SOMETHING does not quite add up with China’s rising steel production, but falling coal output and imports so far this year.
China’s raw steel output was 480.76-million tonnes in the first seven months of this year, up 2.7% from the same period a year earlier, according to data from the National Bureau of Statistics.
However, imports of metallurgical, or coking, coal used to make steel were down 12.6% to 36.01-million tonnes in the first seven months of the year, according to customs data.
Given that imports only meet roughly 10% of China’s coking coal needs, it is essential to look at domestic coal output.
Total coal production in China in the first seven months of the year was 2.163-billion tonnes, a decline of 1.45% on the same period last year, with last month’s output down 1.63% from the same month last year, according to data from the China Coal Transport and Distribution Association.
What is not clear is the breakdown of thermal to coking coal within those broader production figures. This means that while overall coal output is lower this year, it may be that coking coal’s share of this has risen relative to thermal coal, which would offer an explanation for the mismatch between rising steel output and lower domestic coal output and imports.
However, a closer examination of the data shows coking coal output would have to have made major gains to account for the discrepancy. To produce the 480.76-million tonnes of steel would take about 370.2-million tonnes of coking coal, using the World Coal Association’s average of 770kg of coking coal to one tonne of steel.
Taking away imports of 36.01-million tonnes, this means that domestic coking coal would have to have supplied about 334.2-million tonnes to the steel sector.
China has for the past two years produced coking coal to thermal coal at a ratio of close to 1 to 7.
If this ratio is applied to the 334.2-million tonnes of coking coal the steel industry would have needed from domestic sources in the first seven months of the year, it would suggest total coal output of 2.339-billion tonnes. This is 176-million tonnes more than has been reported, implying that the ratio of coking coal to thermal coal has dropped to around 1 to 6.5.

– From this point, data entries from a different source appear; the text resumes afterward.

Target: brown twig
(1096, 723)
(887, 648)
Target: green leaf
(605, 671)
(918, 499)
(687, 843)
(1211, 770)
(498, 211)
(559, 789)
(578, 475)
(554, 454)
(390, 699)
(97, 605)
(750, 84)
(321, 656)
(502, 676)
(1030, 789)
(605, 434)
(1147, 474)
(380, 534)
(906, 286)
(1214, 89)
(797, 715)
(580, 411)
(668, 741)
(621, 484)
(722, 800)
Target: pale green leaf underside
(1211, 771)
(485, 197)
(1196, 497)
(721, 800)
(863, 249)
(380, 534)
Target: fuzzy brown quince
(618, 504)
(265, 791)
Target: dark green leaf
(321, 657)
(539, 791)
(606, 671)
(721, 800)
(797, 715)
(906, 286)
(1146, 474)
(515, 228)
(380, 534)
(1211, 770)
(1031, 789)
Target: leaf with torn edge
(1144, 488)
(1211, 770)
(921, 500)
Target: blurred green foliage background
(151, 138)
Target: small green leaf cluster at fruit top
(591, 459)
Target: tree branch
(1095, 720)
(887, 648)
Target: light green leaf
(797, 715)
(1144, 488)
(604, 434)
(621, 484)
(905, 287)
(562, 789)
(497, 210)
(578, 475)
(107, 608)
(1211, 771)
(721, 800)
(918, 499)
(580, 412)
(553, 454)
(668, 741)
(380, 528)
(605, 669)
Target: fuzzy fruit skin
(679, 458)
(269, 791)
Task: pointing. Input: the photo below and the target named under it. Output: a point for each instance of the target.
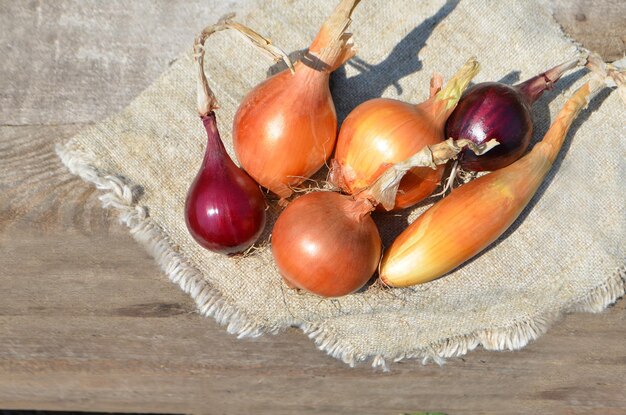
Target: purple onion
(502, 112)
(225, 209)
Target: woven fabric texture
(565, 253)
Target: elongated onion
(473, 216)
(327, 243)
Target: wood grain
(88, 322)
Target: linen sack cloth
(565, 253)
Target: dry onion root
(381, 131)
(225, 208)
(327, 243)
(473, 216)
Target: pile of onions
(286, 128)
(380, 132)
(496, 110)
(225, 208)
(327, 243)
(474, 215)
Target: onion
(381, 132)
(473, 216)
(225, 208)
(495, 110)
(327, 243)
(286, 128)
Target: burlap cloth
(566, 253)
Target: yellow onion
(327, 243)
(286, 128)
(473, 216)
(381, 132)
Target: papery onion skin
(282, 136)
(286, 128)
(225, 208)
(326, 243)
(366, 146)
(382, 132)
(474, 215)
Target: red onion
(225, 209)
(502, 112)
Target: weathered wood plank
(88, 322)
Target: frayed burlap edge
(118, 194)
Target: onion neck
(332, 46)
(451, 93)
(555, 136)
(215, 151)
(533, 88)
(359, 208)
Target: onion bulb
(496, 110)
(285, 128)
(380, 132)
(473, 216)
(327, 243)
(225, 208)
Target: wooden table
(87, 320)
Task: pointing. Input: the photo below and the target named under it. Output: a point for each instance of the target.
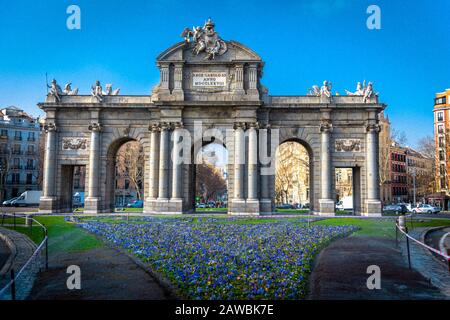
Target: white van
(28, 198)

It is possible this is indeed the case, given the additional coking coal mine capacity that has been added in Shanxi province, the top domestic supplier.
A Standard Chartered report from April last year estimated that 111-million tonnes of coking coal capacity would be added to Shanxi mines in the three years from last year to next year, with the bulk coming in the first two years.
The only other plausible explanation is that coking coal demand has been partially met from reducing stockpiles.
Greater efficiencies at steel plants is also a possibility, but this would likely have made only a marginal difference to consumption of coking coal.
What is most likely is that the additional coking coal demand has been met from domestic sources, despite seaborne prices falling to their lowest level in seven years.
The question then becomes as to whether Chinese coking coal miners can continue to increase output, or whether they are being subject to the same profitability issues suffered by their global counterparts. Estimates from analysts vary, but the consensus is that at least 30% of global coking coal production is loss-making at the present Asian spot price of about $113 a tonne.
This may rise to as much as 50% if the cost of sustaining capital is added in, and miners are starting to respond by idling output, particularly in North America.
Canada and the US have been the second-and third-ranked coking coal exporters behind Australia, with those three countries accounting for about 90% of global seaborne trade in recent years.
About 70% of Chinese coal mining firms are making losses, according to the China Coal Industry Association. It suggests Chinese miners are worse-off than their global counterparts, and are thus unlikely to be able to raise output under the pricing scenario.
If steel output continues to grow, it becomes likely that coking coal demand will have to be met by imports, with the weak prices a further incentive for steel mills to source from overseas.